Michigan, Vermont, and California voters will vote on such a policy in November under the guise of “reproductive freedom” or “autonomy.” Michigan’s initiative (and the misbranded Women’s Health Protection Act) includes a phony “ban” on abortions after fetal viability with a huge exception loophole for “mental health.”
But strong pro-life voters and ardent supporters of practically unlimited abortions won’t be mollified. This election is mostly about the economy (inflation and affordability), with crime and our open southern border foremost in voters’ minds. Abortion falls after that in most voters’ minds. But those who place this issue closer to the top of their concerns will not support Graham’s approach, never mind the inadvisability of elevating the abortion issue some 7 weeks before congressional elections. States, not Congress, are the battlefield on this issue, at least for now.
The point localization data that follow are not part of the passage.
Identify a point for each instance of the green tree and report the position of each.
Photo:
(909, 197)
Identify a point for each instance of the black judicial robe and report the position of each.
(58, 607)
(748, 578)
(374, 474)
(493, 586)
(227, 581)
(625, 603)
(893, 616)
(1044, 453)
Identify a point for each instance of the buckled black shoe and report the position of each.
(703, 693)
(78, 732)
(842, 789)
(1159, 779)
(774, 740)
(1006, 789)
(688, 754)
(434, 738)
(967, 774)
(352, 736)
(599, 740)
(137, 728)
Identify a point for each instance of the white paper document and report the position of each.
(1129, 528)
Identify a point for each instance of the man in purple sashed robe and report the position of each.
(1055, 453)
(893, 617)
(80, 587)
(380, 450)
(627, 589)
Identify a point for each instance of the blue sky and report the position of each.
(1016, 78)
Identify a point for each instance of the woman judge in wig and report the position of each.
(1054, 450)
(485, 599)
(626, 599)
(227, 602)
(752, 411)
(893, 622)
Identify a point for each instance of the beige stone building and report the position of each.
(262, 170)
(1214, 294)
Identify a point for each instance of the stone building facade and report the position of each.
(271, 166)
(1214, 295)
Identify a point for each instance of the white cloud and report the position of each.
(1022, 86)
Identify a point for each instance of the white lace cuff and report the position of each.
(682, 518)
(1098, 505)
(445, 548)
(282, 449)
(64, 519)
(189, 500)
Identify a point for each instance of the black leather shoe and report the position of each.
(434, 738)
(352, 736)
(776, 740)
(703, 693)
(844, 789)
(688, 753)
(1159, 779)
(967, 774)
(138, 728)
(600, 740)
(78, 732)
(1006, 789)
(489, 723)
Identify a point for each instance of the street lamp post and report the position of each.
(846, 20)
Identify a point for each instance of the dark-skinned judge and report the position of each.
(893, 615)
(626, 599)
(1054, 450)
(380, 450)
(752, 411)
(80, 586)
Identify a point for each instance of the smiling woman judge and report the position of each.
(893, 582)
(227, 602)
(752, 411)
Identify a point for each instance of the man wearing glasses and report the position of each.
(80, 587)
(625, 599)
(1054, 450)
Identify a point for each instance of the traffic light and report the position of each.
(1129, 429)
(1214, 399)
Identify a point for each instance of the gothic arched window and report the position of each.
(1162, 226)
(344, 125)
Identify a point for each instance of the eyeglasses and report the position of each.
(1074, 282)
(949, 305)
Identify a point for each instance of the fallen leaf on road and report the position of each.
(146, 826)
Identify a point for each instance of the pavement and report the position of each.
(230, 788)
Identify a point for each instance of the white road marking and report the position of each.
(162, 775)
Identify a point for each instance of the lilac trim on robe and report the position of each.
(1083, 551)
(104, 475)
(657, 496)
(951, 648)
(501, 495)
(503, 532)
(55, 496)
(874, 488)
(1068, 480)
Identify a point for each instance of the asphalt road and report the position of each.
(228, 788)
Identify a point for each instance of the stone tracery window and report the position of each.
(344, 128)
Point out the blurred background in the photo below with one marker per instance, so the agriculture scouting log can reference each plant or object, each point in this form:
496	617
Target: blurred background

When engaged in congressional campaigns, I always focused my late messaging on what question I wanted voters to ask when deciding whom to vote for. The best example is Ronald Reagan’s closing debate question in 1980: “Are you better off than you were four years ago?”
In 2022, Republicans need voters to ask, “Which candidate will help or hurt Joe Biden’s agenda?” After all, Biden continues to suffer from “underwater” job approval ratings and horrific right-track-wrong-track numbers. An agenda that contrasts with Biden’s unpopular one is helpful if it is simple and well communicated. Focusing on their opponent’s extremism - including their radical support for unfettered abortions - will help cement moderate and swing voters who are already clearly leaning the GOP’s way in 2022. Voters almost always see midterm elections as a referendum on the incumbent president.
Graham’s abortion bill is unwise and unwelcome, both politically and substantively. Add to that media’s insulting headlines and reporting frequently misleads voters, whether on Graham’s bill or the abortion issue. But regardless, the abortion issue (or, Donald Trump) will not save Democrats in November.